Re:The leading "Unix' (Score:2, Interesting)
Partial truth... (Score:3, Interesting)
True everyone sells similar stuff nowadays at the commodity level (putting aside HP's itanium, Sun's Ultrasparc, and IBM's power systems, which makes things more complicated), however my experience certainly shows IBM to be capable boxes without need of Windows for everything, with few exceptions. The e325/e326/e326m are out of place and may be subject to your criticism. I don't think of those servers as a sufficiently serious Opteron effort. The x336/x346/ and blades seem pretty good to me, and the IPMI 2.0 based rack mount systems allow SOL in a sane way. The wave of Opteron servers coming are a much more serious effort and work well in general compared to e32*.
My job is exclusively Linux, never ever booting Windows on any of our servers (though admittedly there exists hard drive firmware updates and a few other esoteric updates that are still DOS boot CDs or floppys, however the more common BIOS, BMC, and Diag updates have very good linux support without using DOS at all). In the past they did do goofy things with a powerquest image being written to a linux filesystem with PC-dos and booting into that, and the BMC updates used to require moderately aggravating IBM drivers, but that has been dropped in favor for updates that are self contained (BIOS, diag) or use OpenIPMI drivers (BMC).

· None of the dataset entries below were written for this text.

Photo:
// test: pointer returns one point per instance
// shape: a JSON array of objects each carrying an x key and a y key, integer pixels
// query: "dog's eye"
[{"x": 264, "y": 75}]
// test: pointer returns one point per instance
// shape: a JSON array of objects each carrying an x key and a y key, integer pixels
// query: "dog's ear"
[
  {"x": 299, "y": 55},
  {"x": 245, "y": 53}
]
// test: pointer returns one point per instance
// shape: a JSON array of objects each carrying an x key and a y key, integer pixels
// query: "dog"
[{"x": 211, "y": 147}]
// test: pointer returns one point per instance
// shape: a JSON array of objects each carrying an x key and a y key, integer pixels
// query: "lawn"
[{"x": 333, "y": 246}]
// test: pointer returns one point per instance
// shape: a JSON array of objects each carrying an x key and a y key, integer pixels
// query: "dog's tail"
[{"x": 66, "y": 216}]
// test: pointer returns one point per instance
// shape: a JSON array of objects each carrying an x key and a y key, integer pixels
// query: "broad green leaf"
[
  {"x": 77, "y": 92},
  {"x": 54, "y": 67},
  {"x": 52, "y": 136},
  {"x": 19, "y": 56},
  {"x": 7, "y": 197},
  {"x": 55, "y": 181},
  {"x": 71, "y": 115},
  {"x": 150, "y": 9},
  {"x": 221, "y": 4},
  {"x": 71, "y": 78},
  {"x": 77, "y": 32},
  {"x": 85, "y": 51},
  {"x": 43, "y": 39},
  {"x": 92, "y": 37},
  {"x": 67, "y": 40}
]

All the systems nowadays have similar manageability, ILO is nothing special compared to Dell's, Sun's, and IBM's BMCs nowadays. Everyone sells IPMI compliant management and at least IBM I know implements it well and provides all features I could think of for remote management save for remote video console (but who needs that when you have linux/SOL) without additional cost. RSA cards are there for the people who need remote video console and a fancy web interface. I'd wager everyone's BMC implementation is on par and nowadays manageability is not as much a discriminating factor...
IBM I admit could donate more hardware to some open source efforts, but they do contribute a significant amount of developer work to open source projects, which helps offset the hardware issue some.
Anyway, in summary, IBM may have in the past been subject to that criticism in the x86 space, but in my job experience it has improved greatly.
Re:Throwing Stones from Glass Houses (Score:3, Interesting)
IBM's older super computers were based on Power5 Technology, so IBM did use it in some of their most advanced computer systems.
While power and heat are very important chips like the Power5 are very important even though clusters of lower performance chips can get massive parallelization. Some application can be parallelized so your performance ultimatly becomes that of your fastest processing unit. So Power5 based systems work on entirely different problem sets then BlueGene.